Look at you, North Carolina! Shining star, baby! "Who Dat" blew up the proverbial spot a couple days ago, and I'm hungry for the instrumental so I can raise up, take my shirt off, then twist it around my head and spin it like a helicopter. It's the handclaps, sure, but that bassline gives me a magical feeling of '90s nostalgia because of a certain Christopher Wallacian quality. Pink gators, my Detroit players/Timbs for my hoo-li-gans in Brook-lynnn. "Who Dat" into "Hypnotize"--that would be a nice mix.
Shirley Ellis - "The Clapping Song." Joy, just pure joy. My parents used to play this when I was little and show me how to cut a rug right there in the living room. Obviously they saw the hips blooming on me and knew I'd have to learn how to move them in a rhythmic fashion in order to get boys to buy me things.
• I’m supposed to believe that Tiger Woods drove a Buick and Dr. Dre uses an HP to make beats. "STOOPS!," the 15-year-old in me says. Good one, advertising! E for effort, and T for nice try.
Sometimes advertising is successful, though, like in the case below. "Evolve," a Gatorade x David Banner wonderful thing, contains a song Banner wrote, produced, and arranged.
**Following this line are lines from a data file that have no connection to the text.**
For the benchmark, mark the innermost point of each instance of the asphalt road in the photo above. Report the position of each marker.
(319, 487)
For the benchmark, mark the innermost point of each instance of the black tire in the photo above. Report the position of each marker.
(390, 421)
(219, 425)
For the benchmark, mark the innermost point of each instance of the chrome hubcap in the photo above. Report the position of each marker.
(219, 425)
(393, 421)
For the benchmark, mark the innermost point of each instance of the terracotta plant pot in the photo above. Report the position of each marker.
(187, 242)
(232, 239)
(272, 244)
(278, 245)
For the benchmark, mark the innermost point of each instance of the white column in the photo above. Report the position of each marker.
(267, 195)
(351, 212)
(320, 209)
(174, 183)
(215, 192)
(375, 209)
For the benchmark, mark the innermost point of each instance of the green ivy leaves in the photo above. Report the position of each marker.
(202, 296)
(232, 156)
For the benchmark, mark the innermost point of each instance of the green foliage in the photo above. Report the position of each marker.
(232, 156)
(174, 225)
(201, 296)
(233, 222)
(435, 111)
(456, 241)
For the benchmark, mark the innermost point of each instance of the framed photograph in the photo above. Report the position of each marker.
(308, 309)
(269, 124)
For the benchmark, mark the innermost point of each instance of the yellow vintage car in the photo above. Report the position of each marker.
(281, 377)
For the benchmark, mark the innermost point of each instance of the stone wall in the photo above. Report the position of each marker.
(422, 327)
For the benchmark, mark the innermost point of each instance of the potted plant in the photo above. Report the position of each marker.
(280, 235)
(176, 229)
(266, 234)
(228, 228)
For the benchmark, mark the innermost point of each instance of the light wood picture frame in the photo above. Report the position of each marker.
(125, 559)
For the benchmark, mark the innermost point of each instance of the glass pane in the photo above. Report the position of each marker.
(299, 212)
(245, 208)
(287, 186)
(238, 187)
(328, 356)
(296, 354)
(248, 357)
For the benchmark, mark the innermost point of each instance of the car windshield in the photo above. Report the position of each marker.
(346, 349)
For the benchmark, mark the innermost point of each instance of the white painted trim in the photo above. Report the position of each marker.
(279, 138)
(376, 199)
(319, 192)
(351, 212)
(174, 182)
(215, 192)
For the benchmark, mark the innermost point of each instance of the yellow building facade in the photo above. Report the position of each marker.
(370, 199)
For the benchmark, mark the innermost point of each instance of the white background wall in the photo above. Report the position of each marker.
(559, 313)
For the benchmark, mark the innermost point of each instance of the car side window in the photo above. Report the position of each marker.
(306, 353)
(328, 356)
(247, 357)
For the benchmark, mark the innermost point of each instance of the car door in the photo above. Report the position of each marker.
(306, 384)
And now, of course, I need it in instrumental form even though the singing is pretty great. Nice intro to build to crescendo. Courtesy of UGC.
• Detroit might someday legalize weed, perhaps. I live in California, where the streets are paved with gold and there's greenery in a dispensary on every corner and we don't have to worry about something called "sticks" or "stems" (I don't smoke but I've listened to enough songs to know). So, Detroit, you're onto something good here, even though the slow, state-by-state legalization of things gets tiresome. States’ rights vs. federal law means I have to leave Arizona if I’m too swarthy-looking (I always get guesses of Spain, Argentina, Brazil, sometimes Italy), I have to go to Michigan for weed, and then on to Iowa or DC to marry my girlfriend.
"Cali Hills." Where is the instrumental of this, and may I have it, please, Stones Throw? PS, look at Guilty up there, lookin like he's about to go to work in a factory so his kids can eat, like every dude in a Springsteen song or a gentler Joe Jackson. Goddammit I love a blue-collar-lookin MC.